5. Stream video with RTCPeerConnection

In this step you'll find out how to:

• Abstract away browser differences with the WebRTC shim, adapter.js. 
• Use the RTCPeerConnection API to stream video. 
• Control media capture and streaming.

 WebRTC Shim과 adapter.js를 사용하여 브라우저간 차이를 추상화 하는 방법

비디오를 스트림하기 위한 RTCPeerConecttion API를 사용하는 방법

미디어 캡처와 스트리밍 관리 

 

RTCPeerConnection이란?

WebRTC API로서 비디오와 오디오 혹은 데이터를 교환하기 위해 사용된다. 

 

Add video elements and control buttons

In index.html replace the single video element with two video elements and three buttons:

<video id="localVideo" autoplay playsinline></video>
<video id="remoteVideo" autoplay playsinline></video>


<div>
  <button id="startButton">Start</button>
  <button id="callButton">Call</button>
  <button id="hangupButton">Hang Up</button>
</div>

One video element will display the stream from getUserMedia()and the other will show the same video streamed via RTCPeerconnection. (In a real world application, one video element would display the local stream and the other the remote stream.)

Add the adapter.js shim

Add a link to the current version of adapter.js above the link to main.js:

<script src="https://webrtc.github.io/adapter/adapter-latest.js"></script>

adapter.js is a shim to insulate apps from spec changes and prefix differences. (Though in fact, the standards and protocols used for WebRTC implementations are highly stable, and there are only a few prefixed names.)

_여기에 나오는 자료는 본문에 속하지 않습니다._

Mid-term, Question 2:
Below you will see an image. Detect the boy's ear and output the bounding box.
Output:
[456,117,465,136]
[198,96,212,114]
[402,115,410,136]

In this step, we've linked to the most recent version of adapter.js, which is fine for a codelab but not may not be right for a production app**.** The adapter.js GitHub repo explains techniques for making sure your app always accesses the most recent version.

For full information about WebRTC interop, see WebRTC's Interop Notes.

Index.html should now look like this:

<!DOCTYPE html>
<html>

<head>
  <title>Realtime communication with WebRTC</title>
  <link rel="stylesheet" href="css/main.css" />
</head>

<body>
  <h1>Realtime communication with WebRTC</h1>

  <video id="localVideo" autoplay playsinline></video>
  <video id="remoteVideo" autoplay playsinline></video>

  <div>
    <button id="startButton">Start</button>
    <button id="callButton">Call</button>
    <button id="hangupButton">Hang Up</button>
  </div>

  <script src="https://webrtc.github.io/adapter/adapter-latest.js"></script>
  <script src="js/main.js"></script>
</body>
</html>

Install the RTCPeerConnection code

Replace main.js with the version in the step-02 folder.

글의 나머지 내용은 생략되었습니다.